Feeder cattle futures contracts are valued $12.50 per contract and have a specification of 0.025/cwt (0.025 cents per pound). Feeder cattle futures are traded electronically on the Globex platform from 9:30 a.m. to 2:05 p.m. ET on Monday.

Feeder cattle are more expensive than live cattle for what reason?

Feeder cattle and live cattle are the two sorts of cattle that are traded by livestock traders. The stage of the production cycle distinguishes these two commodities.

Weaned calves weighing between 600 and 800 pounds are considered feeder cattle. Feeder cattle are then placed in a feedlot and fed a high-energy feed diet consisting primarily of corn and other grains. Feeder cattle require more than 500 pounds of gain before reaching slaughter weights, therefore corn prices have a significant impact on feeder cattle pricing.

On the other hand, live cattle are ‘finished’ products that are ready to be sold to slaughterhouses.
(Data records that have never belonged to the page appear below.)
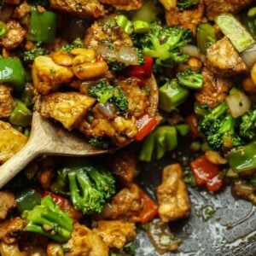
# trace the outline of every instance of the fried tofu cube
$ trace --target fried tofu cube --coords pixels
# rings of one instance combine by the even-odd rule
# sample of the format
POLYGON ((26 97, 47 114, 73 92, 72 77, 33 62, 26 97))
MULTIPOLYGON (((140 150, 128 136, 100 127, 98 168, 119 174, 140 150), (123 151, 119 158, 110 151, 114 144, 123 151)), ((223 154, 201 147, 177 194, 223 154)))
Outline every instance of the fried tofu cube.
POLYGON ((40 113, 43 117, 61 122, 72 130, 79 125, 96 99, 78 92, 55 92, 42 97, 40 113))
POLYGON ((15 130, 10 124, 0 120, 0 163, 7 161, 20 151, 27 137, 15 130))
POLYGON ((190 203, 179 164, 166 166, 163 171, 162 183, 157 188, 159 215, 163 222, 188 217, 190 203))
POLYGON ((136 236, 134 223, 123 220, 100 220, 92 230, 110 248, 121 249, 136 236))
POLYGON ((32 71, 35 89, 39 94, 47 95, 57 90, 73 77, 70 68, 56 64, 49 56, 35 58, 32 71))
How do I go about investing in cattle?

The cattle are moved to the farm management partner farms after they have been acquired. The animals will receive round-the-clock care and supervision from highly trained farm staff as well as a veterinarian.

  • On an average of 107.369 sq.ft. (10.000 m2) of land, just one or two animals graze.
  • Animals are kept on open fields all year and gain up to 1.65 pounds (0.75 kilogram) per day from natural grazing.

Why are the prices of feeder cattle falling?

Between March and July, the feeder cattle market saw a large level of price volatility. Retail meat demand has been historically strong, and meat exports to China have pushed prices up. While there have been some favorable price moves for feeder cattle, the most of the downward price pressure has been due to fodder production uncertainties and rising grain costs. Drought conditions in the Western United States have forced feeder cattle and cull cows to come to market earlier, and increased grain prices have prompted a run-up in grain prices due to poor stocks-to-use ratios and declining global maize production, diminishing a feedlot’s demand for feeder cattle. Feeder cattle prices can be lowered by increasing the supply of feeder cattle from producers and decreasing the demand for feeder cattle from feedlots.